Four major express delivery companies released Jan operating figures over the weekend. YTO (600233 CH, NR), STO (002468 CH, NR) and Yunda (002120 CH, NR) all reported >110% YoY growth in shipment volume, though slightly lower than the industry average of 125%. For SF (002352 CH, BUY), shipment volume grew 60% YoY but market share saw sequential improvement (10.6% in Jan). On the ASP side, major players reported better than industry average ASP in Jan. We remain selective in the express delivery sector. We continue to like SF for its strong competitive edge in time-definite segment, effective expansion in mass market and potential acceleration of the international business helped by the acquisition of Kerry Logistics (636 HK, NR). We also like ZTO (2057 HK / ZTO US, BUY) for its leading cost advantage in the mass market.
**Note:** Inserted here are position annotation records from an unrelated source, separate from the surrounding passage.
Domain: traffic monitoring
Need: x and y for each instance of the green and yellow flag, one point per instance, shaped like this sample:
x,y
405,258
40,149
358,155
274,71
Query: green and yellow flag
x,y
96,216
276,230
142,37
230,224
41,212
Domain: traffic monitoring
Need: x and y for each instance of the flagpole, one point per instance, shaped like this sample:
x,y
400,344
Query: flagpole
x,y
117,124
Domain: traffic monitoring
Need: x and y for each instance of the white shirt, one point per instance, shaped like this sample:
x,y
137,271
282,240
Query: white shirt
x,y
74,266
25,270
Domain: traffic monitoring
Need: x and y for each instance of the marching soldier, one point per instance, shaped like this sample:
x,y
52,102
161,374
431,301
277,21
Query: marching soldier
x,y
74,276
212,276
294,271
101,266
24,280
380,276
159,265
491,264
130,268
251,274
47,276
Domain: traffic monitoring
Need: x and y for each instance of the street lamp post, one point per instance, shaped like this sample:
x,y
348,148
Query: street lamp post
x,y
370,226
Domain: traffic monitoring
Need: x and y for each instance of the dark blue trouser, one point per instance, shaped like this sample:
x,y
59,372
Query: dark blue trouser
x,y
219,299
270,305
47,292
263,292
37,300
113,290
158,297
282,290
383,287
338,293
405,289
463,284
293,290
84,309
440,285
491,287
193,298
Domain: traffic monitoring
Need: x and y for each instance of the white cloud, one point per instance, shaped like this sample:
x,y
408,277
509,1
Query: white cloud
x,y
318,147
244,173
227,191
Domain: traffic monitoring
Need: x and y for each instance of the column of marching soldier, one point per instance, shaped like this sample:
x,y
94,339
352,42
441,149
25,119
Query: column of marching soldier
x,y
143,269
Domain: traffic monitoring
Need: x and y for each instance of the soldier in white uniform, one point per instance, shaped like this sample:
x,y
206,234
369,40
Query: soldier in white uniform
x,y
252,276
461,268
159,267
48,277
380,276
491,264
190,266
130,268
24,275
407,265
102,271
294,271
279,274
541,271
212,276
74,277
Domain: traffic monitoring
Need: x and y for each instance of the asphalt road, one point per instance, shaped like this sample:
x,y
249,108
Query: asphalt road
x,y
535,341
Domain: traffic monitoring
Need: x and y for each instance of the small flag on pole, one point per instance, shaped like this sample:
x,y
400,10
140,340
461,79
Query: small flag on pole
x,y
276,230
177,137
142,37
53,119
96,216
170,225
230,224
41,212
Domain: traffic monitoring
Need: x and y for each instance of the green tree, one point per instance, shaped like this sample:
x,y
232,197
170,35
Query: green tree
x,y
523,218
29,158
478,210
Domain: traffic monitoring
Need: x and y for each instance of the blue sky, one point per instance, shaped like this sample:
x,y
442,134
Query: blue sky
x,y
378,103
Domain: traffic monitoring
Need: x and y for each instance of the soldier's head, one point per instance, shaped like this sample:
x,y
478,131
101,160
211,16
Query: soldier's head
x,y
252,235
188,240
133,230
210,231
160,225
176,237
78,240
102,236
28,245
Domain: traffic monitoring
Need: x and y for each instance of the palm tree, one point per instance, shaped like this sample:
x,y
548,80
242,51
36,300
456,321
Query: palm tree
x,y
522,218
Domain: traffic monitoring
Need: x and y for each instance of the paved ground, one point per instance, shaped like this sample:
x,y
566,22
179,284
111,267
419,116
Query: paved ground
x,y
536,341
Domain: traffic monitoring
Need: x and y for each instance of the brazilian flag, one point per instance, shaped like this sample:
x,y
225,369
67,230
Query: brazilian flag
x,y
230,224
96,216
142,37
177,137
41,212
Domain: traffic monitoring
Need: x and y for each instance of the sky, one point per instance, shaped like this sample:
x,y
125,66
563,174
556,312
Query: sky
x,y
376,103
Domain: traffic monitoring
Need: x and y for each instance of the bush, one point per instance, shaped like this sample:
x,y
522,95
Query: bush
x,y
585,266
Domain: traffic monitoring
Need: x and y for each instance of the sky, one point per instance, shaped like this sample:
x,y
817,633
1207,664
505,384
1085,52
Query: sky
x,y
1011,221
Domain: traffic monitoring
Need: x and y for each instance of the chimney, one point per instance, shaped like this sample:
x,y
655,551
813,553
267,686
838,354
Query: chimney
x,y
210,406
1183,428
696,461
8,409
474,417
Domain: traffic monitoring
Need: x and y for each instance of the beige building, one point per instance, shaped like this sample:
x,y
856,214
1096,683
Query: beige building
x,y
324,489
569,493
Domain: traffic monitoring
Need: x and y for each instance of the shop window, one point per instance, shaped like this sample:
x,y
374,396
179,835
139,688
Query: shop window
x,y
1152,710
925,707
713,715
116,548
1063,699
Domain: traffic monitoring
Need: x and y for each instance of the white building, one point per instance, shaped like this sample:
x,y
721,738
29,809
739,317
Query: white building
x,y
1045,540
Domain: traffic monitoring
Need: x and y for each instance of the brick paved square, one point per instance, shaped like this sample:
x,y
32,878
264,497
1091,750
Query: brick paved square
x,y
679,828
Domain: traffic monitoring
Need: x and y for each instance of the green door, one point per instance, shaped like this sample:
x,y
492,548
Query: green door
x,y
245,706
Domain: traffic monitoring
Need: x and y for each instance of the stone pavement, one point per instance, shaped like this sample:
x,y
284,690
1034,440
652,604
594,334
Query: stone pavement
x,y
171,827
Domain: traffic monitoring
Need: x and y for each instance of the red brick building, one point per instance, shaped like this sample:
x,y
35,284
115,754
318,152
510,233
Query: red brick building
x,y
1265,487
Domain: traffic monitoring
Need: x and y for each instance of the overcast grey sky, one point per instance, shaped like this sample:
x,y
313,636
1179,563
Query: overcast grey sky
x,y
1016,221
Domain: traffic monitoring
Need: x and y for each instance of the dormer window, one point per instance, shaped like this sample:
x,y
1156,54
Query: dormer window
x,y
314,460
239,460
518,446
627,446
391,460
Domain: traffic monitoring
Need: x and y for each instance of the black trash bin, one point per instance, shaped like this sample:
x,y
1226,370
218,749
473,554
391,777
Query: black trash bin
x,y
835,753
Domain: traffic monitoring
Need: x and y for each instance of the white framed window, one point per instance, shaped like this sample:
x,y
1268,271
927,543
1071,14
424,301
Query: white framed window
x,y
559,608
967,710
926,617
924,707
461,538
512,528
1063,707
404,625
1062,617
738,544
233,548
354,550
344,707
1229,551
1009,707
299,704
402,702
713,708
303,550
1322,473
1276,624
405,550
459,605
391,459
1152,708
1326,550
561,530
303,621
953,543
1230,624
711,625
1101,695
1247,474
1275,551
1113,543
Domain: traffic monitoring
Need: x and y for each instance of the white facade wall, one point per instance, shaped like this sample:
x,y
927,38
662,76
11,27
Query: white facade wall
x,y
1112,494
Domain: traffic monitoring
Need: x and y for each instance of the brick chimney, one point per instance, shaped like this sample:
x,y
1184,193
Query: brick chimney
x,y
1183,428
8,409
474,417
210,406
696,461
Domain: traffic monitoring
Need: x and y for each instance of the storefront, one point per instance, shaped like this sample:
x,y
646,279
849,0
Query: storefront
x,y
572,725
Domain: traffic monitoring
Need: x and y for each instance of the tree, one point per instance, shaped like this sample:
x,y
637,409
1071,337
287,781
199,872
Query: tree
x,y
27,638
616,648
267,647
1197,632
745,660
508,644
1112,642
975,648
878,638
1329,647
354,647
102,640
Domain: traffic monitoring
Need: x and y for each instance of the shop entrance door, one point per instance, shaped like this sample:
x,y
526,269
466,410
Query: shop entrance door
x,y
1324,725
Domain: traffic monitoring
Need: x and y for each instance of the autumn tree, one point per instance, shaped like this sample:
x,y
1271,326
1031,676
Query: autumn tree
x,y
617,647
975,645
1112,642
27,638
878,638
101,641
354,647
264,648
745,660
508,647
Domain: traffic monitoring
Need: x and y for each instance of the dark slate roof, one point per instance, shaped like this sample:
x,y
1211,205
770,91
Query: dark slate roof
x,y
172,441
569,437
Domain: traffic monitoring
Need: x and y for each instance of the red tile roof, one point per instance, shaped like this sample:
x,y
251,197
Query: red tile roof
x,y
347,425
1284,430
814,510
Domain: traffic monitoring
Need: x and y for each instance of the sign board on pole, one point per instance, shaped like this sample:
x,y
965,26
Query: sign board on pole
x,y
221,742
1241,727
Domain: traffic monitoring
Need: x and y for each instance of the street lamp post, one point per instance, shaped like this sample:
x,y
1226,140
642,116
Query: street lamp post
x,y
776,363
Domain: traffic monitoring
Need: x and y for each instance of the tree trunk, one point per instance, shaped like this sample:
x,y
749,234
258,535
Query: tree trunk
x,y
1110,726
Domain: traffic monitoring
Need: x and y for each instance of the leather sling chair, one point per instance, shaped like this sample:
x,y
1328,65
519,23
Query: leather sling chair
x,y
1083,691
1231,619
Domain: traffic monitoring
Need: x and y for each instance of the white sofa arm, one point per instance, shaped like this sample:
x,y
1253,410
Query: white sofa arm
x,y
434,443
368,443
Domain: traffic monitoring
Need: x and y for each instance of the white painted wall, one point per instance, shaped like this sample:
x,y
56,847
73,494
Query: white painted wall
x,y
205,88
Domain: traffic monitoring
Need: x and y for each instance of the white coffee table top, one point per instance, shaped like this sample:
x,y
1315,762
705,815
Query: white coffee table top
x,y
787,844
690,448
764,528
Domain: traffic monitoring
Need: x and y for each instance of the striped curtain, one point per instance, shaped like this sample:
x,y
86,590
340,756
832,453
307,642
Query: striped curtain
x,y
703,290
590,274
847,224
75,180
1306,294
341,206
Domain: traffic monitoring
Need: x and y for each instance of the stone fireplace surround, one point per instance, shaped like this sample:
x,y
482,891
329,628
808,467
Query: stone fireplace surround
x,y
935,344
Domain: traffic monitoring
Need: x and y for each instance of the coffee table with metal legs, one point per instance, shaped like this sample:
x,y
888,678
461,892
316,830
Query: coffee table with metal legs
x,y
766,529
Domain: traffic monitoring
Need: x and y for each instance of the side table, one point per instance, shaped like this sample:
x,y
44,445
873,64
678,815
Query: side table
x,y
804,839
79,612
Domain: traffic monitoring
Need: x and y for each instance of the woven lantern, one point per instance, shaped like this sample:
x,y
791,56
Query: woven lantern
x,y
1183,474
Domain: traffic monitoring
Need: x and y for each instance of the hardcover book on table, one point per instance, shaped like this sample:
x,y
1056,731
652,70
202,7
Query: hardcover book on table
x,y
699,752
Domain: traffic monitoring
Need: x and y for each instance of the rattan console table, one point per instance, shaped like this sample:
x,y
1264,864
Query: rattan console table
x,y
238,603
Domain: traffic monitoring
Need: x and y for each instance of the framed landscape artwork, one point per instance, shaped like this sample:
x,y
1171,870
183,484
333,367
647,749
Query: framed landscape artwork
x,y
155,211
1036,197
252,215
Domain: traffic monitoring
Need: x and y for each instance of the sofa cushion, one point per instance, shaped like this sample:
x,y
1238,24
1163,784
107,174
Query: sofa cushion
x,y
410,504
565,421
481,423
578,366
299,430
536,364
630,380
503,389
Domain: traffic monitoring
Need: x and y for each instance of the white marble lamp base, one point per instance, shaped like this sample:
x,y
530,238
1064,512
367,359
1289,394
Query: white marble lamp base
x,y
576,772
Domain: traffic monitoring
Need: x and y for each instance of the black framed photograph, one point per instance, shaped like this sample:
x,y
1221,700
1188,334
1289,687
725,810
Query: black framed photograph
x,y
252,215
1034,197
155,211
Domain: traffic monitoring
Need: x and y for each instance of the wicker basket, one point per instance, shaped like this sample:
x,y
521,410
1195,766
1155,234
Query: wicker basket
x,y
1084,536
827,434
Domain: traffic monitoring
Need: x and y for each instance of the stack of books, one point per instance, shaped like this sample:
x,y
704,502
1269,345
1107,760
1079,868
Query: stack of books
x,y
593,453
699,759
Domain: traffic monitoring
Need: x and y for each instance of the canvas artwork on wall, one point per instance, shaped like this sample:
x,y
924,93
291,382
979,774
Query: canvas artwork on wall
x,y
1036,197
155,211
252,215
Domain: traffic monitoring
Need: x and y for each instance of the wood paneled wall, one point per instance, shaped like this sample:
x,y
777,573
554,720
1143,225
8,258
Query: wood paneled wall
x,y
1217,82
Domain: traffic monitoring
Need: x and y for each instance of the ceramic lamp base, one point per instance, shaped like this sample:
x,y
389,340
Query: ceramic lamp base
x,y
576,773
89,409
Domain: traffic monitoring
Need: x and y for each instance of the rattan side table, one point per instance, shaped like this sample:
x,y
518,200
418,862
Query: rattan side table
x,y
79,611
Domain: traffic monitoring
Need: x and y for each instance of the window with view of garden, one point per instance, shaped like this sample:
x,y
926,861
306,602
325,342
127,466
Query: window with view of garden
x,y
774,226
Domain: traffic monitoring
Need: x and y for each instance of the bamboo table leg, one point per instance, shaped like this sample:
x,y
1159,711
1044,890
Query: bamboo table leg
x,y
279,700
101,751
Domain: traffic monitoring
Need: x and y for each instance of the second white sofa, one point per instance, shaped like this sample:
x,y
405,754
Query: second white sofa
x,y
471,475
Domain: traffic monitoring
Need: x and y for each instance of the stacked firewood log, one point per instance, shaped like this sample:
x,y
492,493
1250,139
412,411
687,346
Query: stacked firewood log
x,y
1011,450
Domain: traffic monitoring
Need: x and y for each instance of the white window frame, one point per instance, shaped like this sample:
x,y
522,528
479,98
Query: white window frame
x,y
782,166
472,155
- Strong parcel shipment volume in Jan: For the industry as a whole, shipment volume surged +125% YoY to 8.5bn units in Jan, helped by (1) low base effect due to early CNY in 2020, and (2) strong demand before CNY this year. Yunda/YTO/STO/ SF reported 119%/117%/110%/60% YoY shipment growth. Among these players, SF is the only one that reported MoM growth in Jan, with shipment volume reaching 903mn units, a historical high.
- Improving ASP trend. For the industry as a whole, the parcel ASP dropped 23% in Jan. SF/YTO/Yunda/STO reported 12%/19%/22%/24% YoY reduction on ASP, largely better than the industry average (except STO). Most importantly, major players have maintained an improving ASP trend since 4Q20, driven by both strong underlying demand and seasonality.
- Market share. Yunda/YTO/SF/STO reported 16.3%/14.9%/10.6%/9.9% market share in Jan (in terms of parcel volume). Among the major players, SF has achieved market share gain since Oct 2020. That said, CR8 dropped to 80.4% in Jan 2021, from 84.8% in Jan 2020 and 80.6% in Dec 2020, suggesting keen competition.
- Parcel volume to remain strong in Feb. According to the State Post Bureau, express delivery volume surged 2.6x YoY to 660mn units during CNY (11-17 Feb). The strong growth, apart from low base, was driven by strong delivery demand as the Chinese government advocated “stay in place for the new year” (原地过年). We see potential upside to our shipment growth forecast of 16% in 2021E.